We typically spend the holidays on Cape Hatteras, on the outer banks of North Carolina. Today, January 1, 2010, we went to the beach (in cloudy, cold, windy conditions) to make a small difference. The kids were more enthusiastic than us! Just like an easter egg hunt! Only we were seeking old flip flops, balloons, bags, tires, fishing line, etc.
We only had to walk a mile or so to fill two large Hefty bags. And this is a national seashore, fairly isolated from major cities.
I usually don’t feel that I am tangibly benefiting the environment through my science, blogging, teaching, outreach etc. And picking up trash can be so satisfying.
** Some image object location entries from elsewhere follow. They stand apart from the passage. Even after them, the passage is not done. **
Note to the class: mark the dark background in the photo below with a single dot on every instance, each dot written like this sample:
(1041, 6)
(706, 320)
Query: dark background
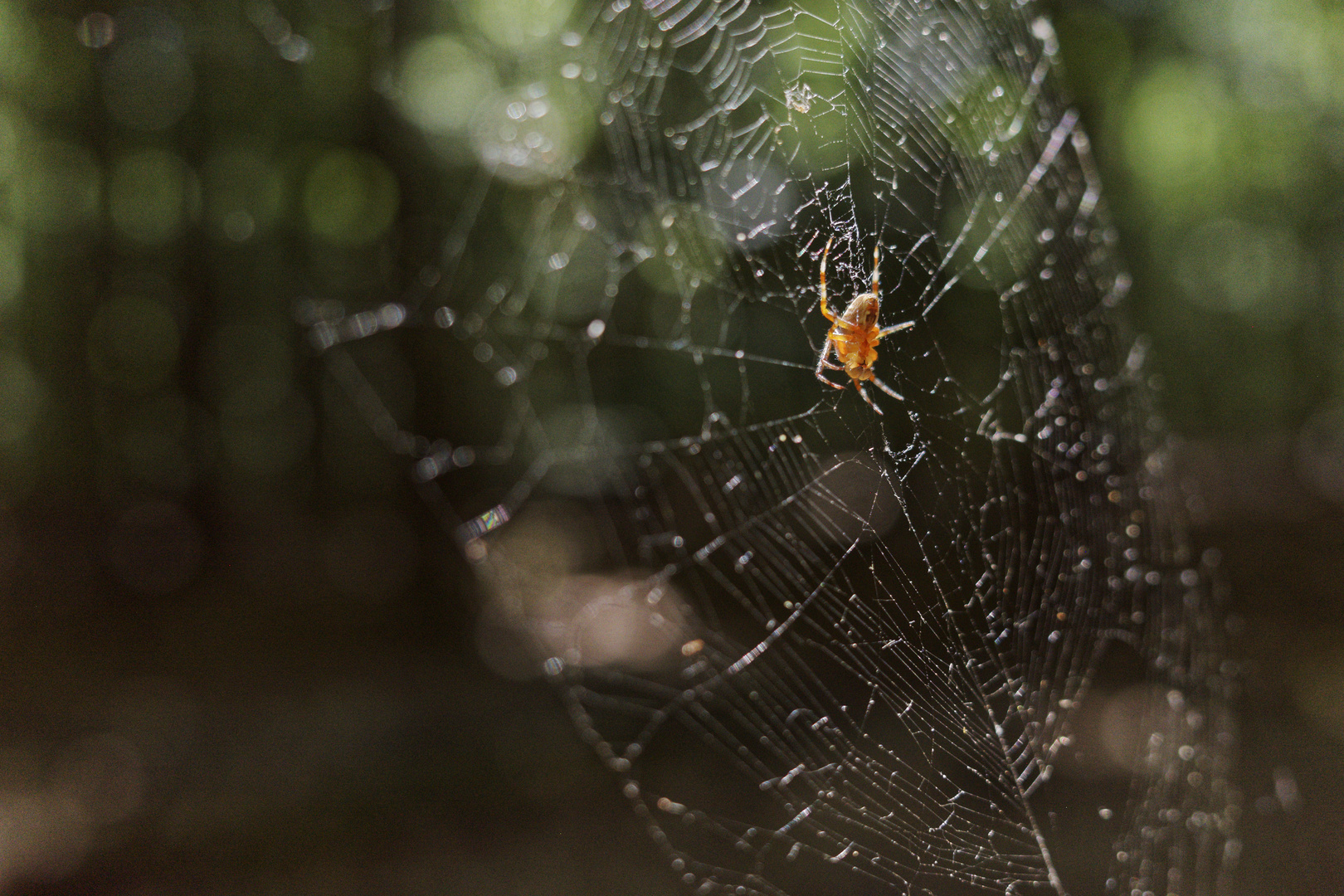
(238, 653)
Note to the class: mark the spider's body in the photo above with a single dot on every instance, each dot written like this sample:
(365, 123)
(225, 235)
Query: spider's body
(854, 336)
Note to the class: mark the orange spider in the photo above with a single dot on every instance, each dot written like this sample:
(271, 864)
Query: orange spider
(854, 336)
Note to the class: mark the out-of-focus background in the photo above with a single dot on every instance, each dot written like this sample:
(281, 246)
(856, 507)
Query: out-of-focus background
(236, 653)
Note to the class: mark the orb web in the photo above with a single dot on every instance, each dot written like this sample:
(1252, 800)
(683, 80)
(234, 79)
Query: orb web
(823, 648)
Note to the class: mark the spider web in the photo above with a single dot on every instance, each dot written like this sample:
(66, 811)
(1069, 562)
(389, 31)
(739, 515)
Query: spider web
(823, 649)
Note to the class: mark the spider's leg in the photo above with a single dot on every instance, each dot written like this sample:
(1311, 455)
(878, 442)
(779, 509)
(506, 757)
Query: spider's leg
(889, 331)
(888, 390)
(821, 289)
(823, 364)
(864, 394)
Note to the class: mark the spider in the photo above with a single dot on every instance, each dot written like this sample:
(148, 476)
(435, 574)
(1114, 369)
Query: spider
(854, 336)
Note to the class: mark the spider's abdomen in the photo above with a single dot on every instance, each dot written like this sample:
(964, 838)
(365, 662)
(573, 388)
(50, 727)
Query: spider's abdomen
(862, 310)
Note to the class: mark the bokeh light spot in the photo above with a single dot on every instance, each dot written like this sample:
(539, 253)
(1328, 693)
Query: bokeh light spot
(516, 23)
(440, 84)
(1175, 134)
(350, 197)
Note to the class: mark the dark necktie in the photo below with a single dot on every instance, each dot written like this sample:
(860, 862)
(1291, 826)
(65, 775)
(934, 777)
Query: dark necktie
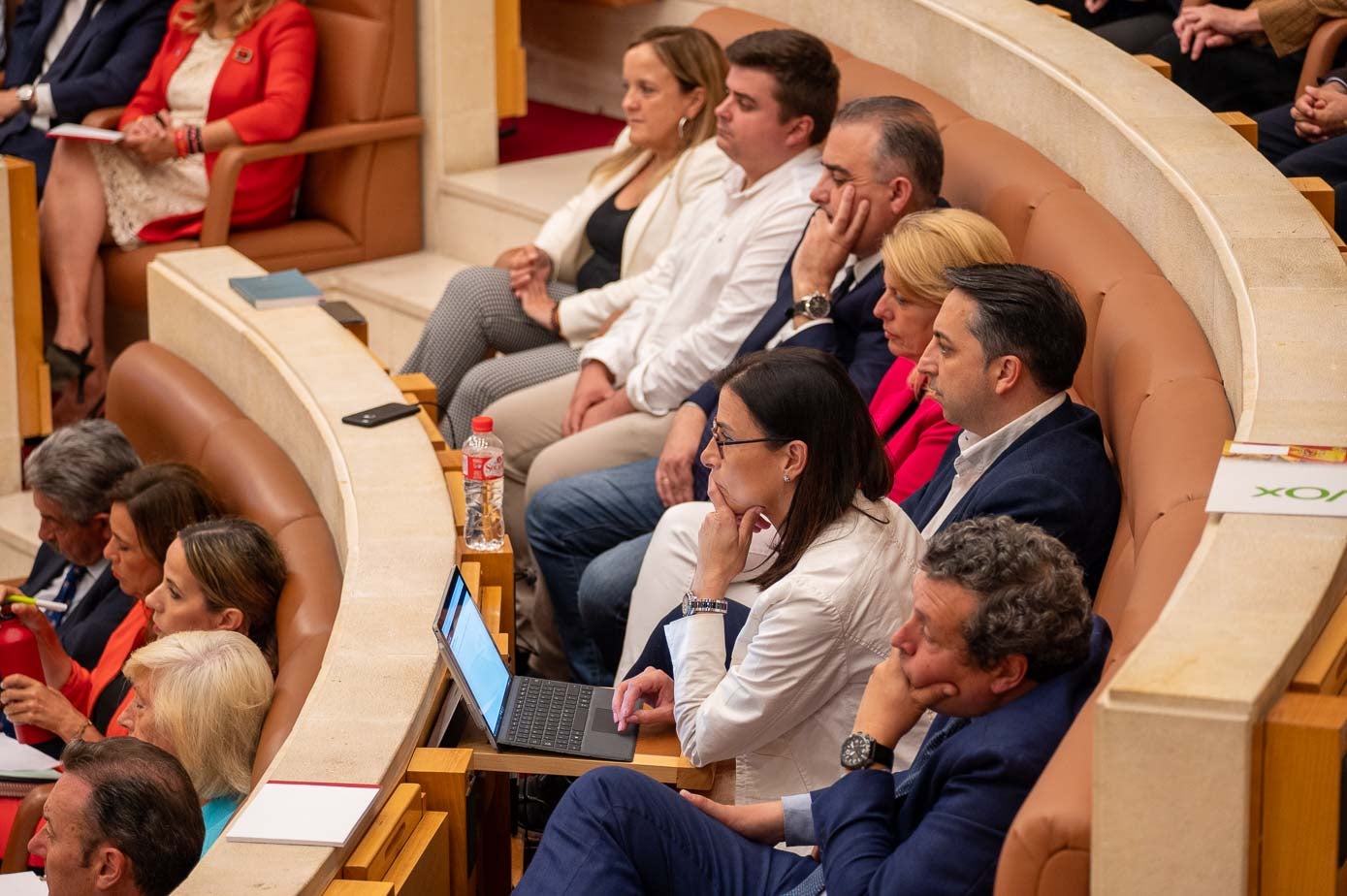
(814, 884)
(66, 594)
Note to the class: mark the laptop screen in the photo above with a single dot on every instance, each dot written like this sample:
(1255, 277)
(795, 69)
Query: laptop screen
(485, 674)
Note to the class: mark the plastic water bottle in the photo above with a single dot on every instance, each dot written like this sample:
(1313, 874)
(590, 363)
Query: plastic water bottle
(484, 487)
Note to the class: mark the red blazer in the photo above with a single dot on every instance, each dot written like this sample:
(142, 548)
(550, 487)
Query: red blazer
(83, 688)
(917, 446)
(263, 90)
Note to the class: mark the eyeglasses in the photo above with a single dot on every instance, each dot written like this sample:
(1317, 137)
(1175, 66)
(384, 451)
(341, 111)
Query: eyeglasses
(721, 441)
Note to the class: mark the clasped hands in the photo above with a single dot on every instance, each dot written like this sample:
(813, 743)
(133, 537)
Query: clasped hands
(889, 708)
(1320, 112)
(1211, 26)
(722, 550)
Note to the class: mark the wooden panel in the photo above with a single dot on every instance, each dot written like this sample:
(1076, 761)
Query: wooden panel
(1242, 124)
(418, 384)
(423, 868)
(436, 441)
(387, 834)
(511, 77)
(359, 888)
(34, 379)
(1319, 194)
(1301, 795)
(1156, 64)
(1325, 668)
(445, 775)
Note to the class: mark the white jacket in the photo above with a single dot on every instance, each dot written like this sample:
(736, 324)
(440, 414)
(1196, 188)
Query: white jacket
(650, 229)
(803, 659)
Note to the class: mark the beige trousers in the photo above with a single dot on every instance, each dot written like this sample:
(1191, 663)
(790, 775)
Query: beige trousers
(529, 425)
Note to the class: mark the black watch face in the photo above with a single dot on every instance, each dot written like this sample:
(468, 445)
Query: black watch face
(857, 752)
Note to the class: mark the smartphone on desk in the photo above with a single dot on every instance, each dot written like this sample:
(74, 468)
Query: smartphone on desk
(379, 415)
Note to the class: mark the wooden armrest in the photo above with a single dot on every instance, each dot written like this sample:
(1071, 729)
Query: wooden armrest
(224, 179)
(107, 117)
(1319, 54)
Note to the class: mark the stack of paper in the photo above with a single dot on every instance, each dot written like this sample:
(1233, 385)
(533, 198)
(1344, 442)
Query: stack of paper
(304, 813)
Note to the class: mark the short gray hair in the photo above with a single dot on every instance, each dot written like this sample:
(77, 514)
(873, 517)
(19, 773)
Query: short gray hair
(79, 464)
(1029, 588)
(908, 143)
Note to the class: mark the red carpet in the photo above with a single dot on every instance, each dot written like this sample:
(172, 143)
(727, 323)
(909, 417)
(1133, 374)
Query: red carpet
(550, 130)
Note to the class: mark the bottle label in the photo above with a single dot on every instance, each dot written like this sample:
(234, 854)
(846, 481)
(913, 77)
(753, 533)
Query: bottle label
(484, 466)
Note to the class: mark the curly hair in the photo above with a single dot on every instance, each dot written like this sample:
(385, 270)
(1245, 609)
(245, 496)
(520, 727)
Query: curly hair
(1031, 593)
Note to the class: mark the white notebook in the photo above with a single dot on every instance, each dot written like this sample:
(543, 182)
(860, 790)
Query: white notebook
(302, 813)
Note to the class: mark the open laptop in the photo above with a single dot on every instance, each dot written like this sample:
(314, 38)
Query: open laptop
(516, 710)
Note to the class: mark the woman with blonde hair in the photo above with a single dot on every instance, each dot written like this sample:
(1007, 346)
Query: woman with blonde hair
(910, 422)
(203, 697)
(543, 301)
(229, 72)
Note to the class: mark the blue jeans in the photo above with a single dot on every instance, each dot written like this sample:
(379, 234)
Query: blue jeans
(589, 533)
(619, 832)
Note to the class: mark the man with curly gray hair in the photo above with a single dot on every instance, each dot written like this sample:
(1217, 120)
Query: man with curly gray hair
(1001, 644)
(70, 474)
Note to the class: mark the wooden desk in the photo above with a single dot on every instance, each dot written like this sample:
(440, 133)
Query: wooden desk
(657, 754)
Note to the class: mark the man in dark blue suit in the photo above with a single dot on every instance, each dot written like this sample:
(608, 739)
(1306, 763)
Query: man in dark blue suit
(882, 159)
(70, 474)
(1001, 644)
(68, 58)
(1007, 345)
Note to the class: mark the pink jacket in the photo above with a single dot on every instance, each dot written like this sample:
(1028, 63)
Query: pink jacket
(916, 448)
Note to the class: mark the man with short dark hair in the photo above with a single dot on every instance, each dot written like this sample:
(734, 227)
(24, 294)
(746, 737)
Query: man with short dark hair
(1001, 644)
(1007, 345)
(70, 474)
(68, 58)
(882, 162)
(123, 818)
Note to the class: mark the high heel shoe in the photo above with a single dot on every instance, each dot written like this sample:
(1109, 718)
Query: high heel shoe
(68, 364)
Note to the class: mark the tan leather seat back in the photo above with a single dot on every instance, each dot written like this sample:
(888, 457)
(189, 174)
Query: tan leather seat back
(170, 411)
(997, 176)
(367, 72)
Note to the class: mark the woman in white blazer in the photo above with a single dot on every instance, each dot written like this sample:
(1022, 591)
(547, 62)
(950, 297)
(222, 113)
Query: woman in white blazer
(594, 251)
(792, 445)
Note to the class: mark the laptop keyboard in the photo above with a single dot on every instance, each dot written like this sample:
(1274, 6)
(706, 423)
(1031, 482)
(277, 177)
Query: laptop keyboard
(550, 715)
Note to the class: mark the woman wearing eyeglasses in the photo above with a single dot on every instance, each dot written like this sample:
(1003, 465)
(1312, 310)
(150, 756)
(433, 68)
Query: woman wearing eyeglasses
(835, 584)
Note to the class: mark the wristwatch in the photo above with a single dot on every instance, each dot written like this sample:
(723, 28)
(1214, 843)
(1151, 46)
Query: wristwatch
(692, 604)
(816, 306)
(862, 751)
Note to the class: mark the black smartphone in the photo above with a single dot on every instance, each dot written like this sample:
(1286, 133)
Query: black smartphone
(380, 415)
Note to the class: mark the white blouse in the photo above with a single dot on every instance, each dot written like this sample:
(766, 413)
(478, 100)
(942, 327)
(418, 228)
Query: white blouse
(802, 661)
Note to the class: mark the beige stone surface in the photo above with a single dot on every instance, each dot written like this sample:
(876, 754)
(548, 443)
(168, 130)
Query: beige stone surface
(11, 476)
(297, 373)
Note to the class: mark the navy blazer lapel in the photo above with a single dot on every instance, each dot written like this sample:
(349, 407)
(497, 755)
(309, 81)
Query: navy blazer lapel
(69, 55)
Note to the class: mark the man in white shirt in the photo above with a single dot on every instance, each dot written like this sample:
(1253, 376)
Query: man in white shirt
(709, 287)
(1007, 345)
(68, 58)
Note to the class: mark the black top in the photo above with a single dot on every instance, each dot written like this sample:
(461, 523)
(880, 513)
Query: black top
(605, 231)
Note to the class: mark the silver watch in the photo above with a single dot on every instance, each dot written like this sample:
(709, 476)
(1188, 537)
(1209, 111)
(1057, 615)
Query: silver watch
(816, 306)
(692, 604)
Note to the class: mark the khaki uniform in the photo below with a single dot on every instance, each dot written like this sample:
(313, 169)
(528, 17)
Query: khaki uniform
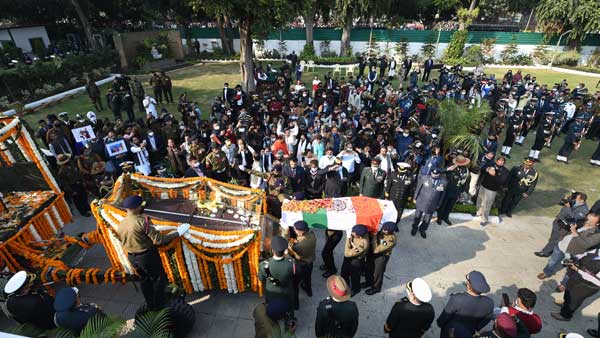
(382, 245)
(354, 261)
(138, 237)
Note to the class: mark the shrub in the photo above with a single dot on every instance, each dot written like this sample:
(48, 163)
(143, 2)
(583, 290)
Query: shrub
(457, 45)
(308, 52)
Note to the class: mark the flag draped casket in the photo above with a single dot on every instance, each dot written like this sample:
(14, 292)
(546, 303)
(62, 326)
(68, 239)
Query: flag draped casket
(339, 213)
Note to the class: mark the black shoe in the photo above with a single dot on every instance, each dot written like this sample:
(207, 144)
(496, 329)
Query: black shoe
(328, 274)
(372, 291)
(594, 333)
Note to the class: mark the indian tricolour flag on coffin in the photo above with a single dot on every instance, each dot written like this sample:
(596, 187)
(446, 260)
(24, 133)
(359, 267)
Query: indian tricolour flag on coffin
(339, 213)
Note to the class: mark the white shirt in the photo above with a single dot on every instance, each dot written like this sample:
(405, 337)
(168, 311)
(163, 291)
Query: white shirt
(150, 106)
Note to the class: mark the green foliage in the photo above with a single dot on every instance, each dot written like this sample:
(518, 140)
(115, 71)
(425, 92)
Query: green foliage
(48, 77)
(456, 46)
(558, 16)
(567, 58)
(487, 50)
(308, 52)
(153, 325)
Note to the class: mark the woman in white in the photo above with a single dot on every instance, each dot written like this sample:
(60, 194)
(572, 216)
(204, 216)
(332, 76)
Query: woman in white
(141, 157)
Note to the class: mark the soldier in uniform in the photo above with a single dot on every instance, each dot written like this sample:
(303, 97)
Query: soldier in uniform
(25, 305)
(521, 183)
(357, 245)
(543, 134)
(399, 187)
(515, 124)
(470, 311)
(573, 139)
(372, 180)
(337, 315)
(302, 249)
(412, 316)
(70, 313)
(277, 273)
(428, 197)
(382, 244)
(139, 239)
(217, 164)
(457, 175)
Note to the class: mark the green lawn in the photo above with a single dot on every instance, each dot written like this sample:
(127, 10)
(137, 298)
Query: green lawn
(204, 82)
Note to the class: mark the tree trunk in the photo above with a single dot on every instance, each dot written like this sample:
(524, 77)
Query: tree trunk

I thought the most moving environmental post of 2009 was photographer Chris Jordan’s photo-essay of dead albatross chicks on Midway Atoll. The birds had been fed a diet of plastic brought back from the remote central Pacific by their parents. “On this diet of human trash, every year tens of thousands of albatross chicks die on Midway from starvation, toxicity, and choking.” See the slide show of Chris’s photos below.
I see this problem everywhere I travel. Such as on this remote island on the Belizean Barrier Reef, where the beaches are covered with plastic from unknown origins.
At least there is a fairly simple solution for this problem. Stop using plastics. Stop throwing plastics in the ocean. Start picking up plastics in your own backyard.
Kids love picking up trash!
So many flip flops! One time when I was a grad student, a container of sneakers fell off a cargo ship and covered a cobble beach in Rhode Island with sneakers. We called it sneaker beach. 15 years later, the name still fits.
Lots of old fishing line. A big problem for birds, sea turtles, fish, etc.
All I had to do was carry the trash bag and the kids did all the work!
Lots of messes of tangled lines
netting and styrofoam
One hour of fun (and cold) = 2 tires and 2 bags-o-trash!
Just what we do in my family for fun. Yesterday we pulled teeth out of a rotting dolphin carcass!